Florida Criminal Law: Is Voluntary Intoxication a Defense in Florida?
Prior to 1999, Florida law recognized a defense of voluntary intoxication for specific intent crimes. The rationale was that when a specific or particular intent was an essential element of the offense, the jury could consider whether the defendant’s intoxication impaired his or her ability to form the specific intent to commit the crime.
In other words, Florida courts held, "Where a party is too drunk to entertain or be capable of forming the essential particular intent [to commit the crime], such intent can of course not exist, and no offense of which such intent is a necessary ingredient, [can] be perpetrated." Garner v. State, 9 So. 835 (1891).
Voluntary Intoxication is No Longer a Defense to Crimes in Florida
In 1999, the Florida Legislature abolished voluntary intoxication as a defense to any crime. Section 775.051, Florida Statutes, provides that voluntary intoxication is not a defense to criminal conduct and cannot be used to show that the defendant lacked the specific intent to commit a crime. Evidence of voluntary intoxication is also inadmissible to show that the defendant was insane at the time of the offense.
The statute covers voluntary intoxication resulting from the consumption, injection, or other use of alcohol or other controlled substance as described in Chapter 893, Florida Statutes. Section 775.051 abolished the voluntary intoxication defense for offenses committed after July 1, 1999.
Is There an Exception for Involuntary Intoxication?
The statute abolishing voluntary intoxication as a defense contains an exception that applies when the defendant consumed, injected or used a controlled substance pursuant to a lawful prescription issued to the defendant by a practitioner as defined under Florida law. The exception applies where the defendant unexpectedly becomes intoxicated by prescribed medication that is taken in a lawful manner.
Florida courts have held that "an accused may be completely relieved of criminal responsibility if, because of involuntary intoxication, he was temporarily rendered legally insane at the time he committed the offense. Brancaccio v. State, 698 So. 2d 597 (Fla. 4th DCA 1997). Where the defendant’s intoxication is involuntary, it is typically used to prove an insanity defense rather than an intoxication defense. "The definition of insanity has been expanded to include those situations in which a person could not distinguish right from wrong as the result of an involuntarily-induced intoxicated state." Miller v. State, 805 So. 2sd 885 (Fla. 2d DCA 2001).

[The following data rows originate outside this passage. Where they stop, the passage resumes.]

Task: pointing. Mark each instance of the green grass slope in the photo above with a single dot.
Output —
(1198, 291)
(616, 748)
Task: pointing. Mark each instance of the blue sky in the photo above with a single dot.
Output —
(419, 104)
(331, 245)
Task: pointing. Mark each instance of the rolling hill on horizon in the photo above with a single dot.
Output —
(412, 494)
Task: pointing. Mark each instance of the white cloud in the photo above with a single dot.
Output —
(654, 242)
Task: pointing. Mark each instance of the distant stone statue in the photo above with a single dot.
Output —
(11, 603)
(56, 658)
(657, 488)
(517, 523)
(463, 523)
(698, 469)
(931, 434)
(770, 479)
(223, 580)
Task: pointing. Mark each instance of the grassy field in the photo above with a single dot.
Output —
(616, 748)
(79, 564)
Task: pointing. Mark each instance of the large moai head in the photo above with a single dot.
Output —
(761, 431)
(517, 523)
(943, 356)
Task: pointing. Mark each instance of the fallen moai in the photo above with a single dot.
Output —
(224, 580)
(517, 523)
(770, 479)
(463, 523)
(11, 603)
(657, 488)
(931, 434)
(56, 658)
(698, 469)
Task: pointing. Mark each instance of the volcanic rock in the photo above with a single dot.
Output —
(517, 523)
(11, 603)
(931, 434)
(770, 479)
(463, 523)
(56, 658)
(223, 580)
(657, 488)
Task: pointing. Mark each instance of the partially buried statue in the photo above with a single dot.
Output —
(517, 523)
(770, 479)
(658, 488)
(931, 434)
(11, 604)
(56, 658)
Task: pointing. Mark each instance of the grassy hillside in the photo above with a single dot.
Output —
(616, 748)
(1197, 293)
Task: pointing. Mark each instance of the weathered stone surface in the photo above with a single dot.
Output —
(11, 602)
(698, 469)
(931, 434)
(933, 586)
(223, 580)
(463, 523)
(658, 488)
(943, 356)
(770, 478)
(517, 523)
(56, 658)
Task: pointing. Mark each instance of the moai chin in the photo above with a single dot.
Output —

The exception does not apply, however, where the defendant has abused the prescribed medication by knowingly exceeding the prescribed dosage. Under the language of the statute, the exception also would not apply where the defendant takes medication not prescribed to him or her, or ingests a controlled substance that was not administered pursuant to a "lawful" prescription or was "prescribed" by someone who was not a practitioner as defined by Florida law.